There are some people, mostly outside Japan, for whom anything related to urushi acquires a semi-mythical value. In Japan, some companies do cash on this perception through high prices and long, very long waiting times to deliver the order.

Expensive and slow.

But the landscape has changed dramatically in recent years. An increasing number of craftsmen both in Japan and overseas have started their business decorating pens, and other goods, with urushi-related techniques. Their names are becoming well-known—Bokumondoh in Japan, Tamenuri Studio in Poland, Manu Propria in Switzerland, Vivek Kulkarni in India, Mr. Cypress in Taiwan, … Needless to say, their quality and styles are different, but they do offer an alternative to those companies with high prices and long waiting times.

Urushi-e made in Japan. Bokumondoh in action.

All these operations make me think that the excuses some use are just means to control the demand instead of real arguments. The fact right now is that most of those artisans are producing more and cheaper, and with high standards of quality regardless of the local climate—if someone can polymerize urushi in the very dry Spanish plateau you can do it almost anywhere!

Urushi-nuri made in the dry plains of Spain. Nuart Cygnus (base pen by Antigua's).

But the consequences of this popularization of urushi, and the proliferation of craftsmen all over the World, is the cheapening of urushi and the decoration associated to it. Now, urushi is no longer something rare and difficult. Now, urushi decoration can come from Japan or from the US; from Korea or from Poland. The offer is deep and wide and the market will apply its rules.

The label “made in Japan” will still hold some value, but that label is no longer the exclusive property of a couple of makers. And in the meantime, third-party craftsmen, in Japan and abroad, compete with the same tools.

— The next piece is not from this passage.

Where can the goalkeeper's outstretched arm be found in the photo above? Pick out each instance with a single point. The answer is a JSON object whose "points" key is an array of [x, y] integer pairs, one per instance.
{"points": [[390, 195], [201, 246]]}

Pilot Vpen, M nib – Pilot Iroshizuku Ku-jaku


Bruno Taut
December 18th, 2021
etiquetas: Japón, urushi, mercado

2 comments:

Papish said...

Urushi offer is indeed wider comparing to a few years ago. Now I own a couple urushi pens, I understand the charm.

That Nuart pen I know well. A real beauty. The fact that it is handmade entirely in Spain shows that we have great craftsmen here. Sad it is not signed. Could be a idea for the future.

Bruno Taut said...

Welcome to the club!

The Nuart pen is signed, sort of, on the nib with a specific engraving. Might not be enough, but it is a lot better than it used to be. Let's hope --and even demand-- for a more obvious signature.

Thanks for passing by and commenting.